Nachfolgende Liebe zum Urteil

Cornell Jura-Professor Michael C. Dorf hat geschrieben, dass "DeShaney war ein schwieriger Fall rechtmäßig über den Punkt, an dem staatlichen Gleichgültigkeit gegenüber privaten Aktion, die der Verfassung nicht zu regulieren wird verfassungswidrig 'staatliches Handeln."
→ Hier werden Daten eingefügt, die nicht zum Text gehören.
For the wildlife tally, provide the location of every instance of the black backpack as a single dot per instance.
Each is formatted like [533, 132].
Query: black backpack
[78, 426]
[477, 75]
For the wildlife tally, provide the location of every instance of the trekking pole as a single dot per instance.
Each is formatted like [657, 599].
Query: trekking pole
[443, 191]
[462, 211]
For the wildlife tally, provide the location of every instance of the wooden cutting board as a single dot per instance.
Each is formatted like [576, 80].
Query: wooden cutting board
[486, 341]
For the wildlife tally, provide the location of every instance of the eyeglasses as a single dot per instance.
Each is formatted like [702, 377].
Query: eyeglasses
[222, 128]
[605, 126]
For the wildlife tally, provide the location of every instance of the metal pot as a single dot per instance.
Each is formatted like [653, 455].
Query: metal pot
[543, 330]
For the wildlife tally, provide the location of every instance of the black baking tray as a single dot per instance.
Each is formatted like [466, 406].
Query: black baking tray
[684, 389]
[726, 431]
Im Vorfeld, im Juni 2010, um Anhörungen für Solicitor General Elena Kagan Berufung an den Obersten Gerichtshof von Präsident Barack Obama, Linda Gewächshaus in der New York Times zusammengefasst:

Der Fall hatte den Bestätigungsprozess eingegeben, weil Kagan war ein Gerichtsschreiber to Justice Marshall, wenn das Rechtsmittel ankamen am Gericht und schrieb ein Memo an Marshall warnt davor, den Fall ohne ein Signal der breitere Unterstützung für den Gerichtshof und weil das Gericht wahrscheinlich zu herrschen, wie es schließlich tat, gegen die Verlängerung der durch den Prozessschutz für den Kläger für den Fall zu finden. Zwei republikanische Senatoren, John Kyl aus Arizona und Jeff Sessions von Alabama, hatte in anderen von Kagan Memos aus ihrem Referendariat gesucht und gefunden, dass sie zeigte sie "war sehr rechthaberisch und wollte, um das Gesetz zu verwenden, um spezifische politische Ergebnisse zu erzielen, anstatt die Entscheidung Rechts Fragen über ihre Verdienste. " Die Senatoren, mit Sessions als die älteren Republikaner auf dem Justizausschuss des Senats, wo die Anhörungen waren am 28. Juni zu öffnen, nicht die DeShaney Memo direkt adressieren. Doch in der AP-Bericht zitiert Greenhouse ", zitiert Notizen Kagan schrieb Marshall, in dem sie geltend gemacht, dass der Oberste Gerichtshof nicht bestimmten Fällen zu nehmen, basierend auf ihre Angst, dass sie ihre konservative Mehrheit die Möglichkeit, die Abtreibung zurückfahren würde er zwei Senatoren und strafrechtliche Rechte, unter anderem .... Kyl nannte die Memos "beunruhigend."

Die von Greenhouse erwähnten Buch ist Teil der University Press of Kansas Series "Landmark Law Cases und amerikanischen Gesellschaft."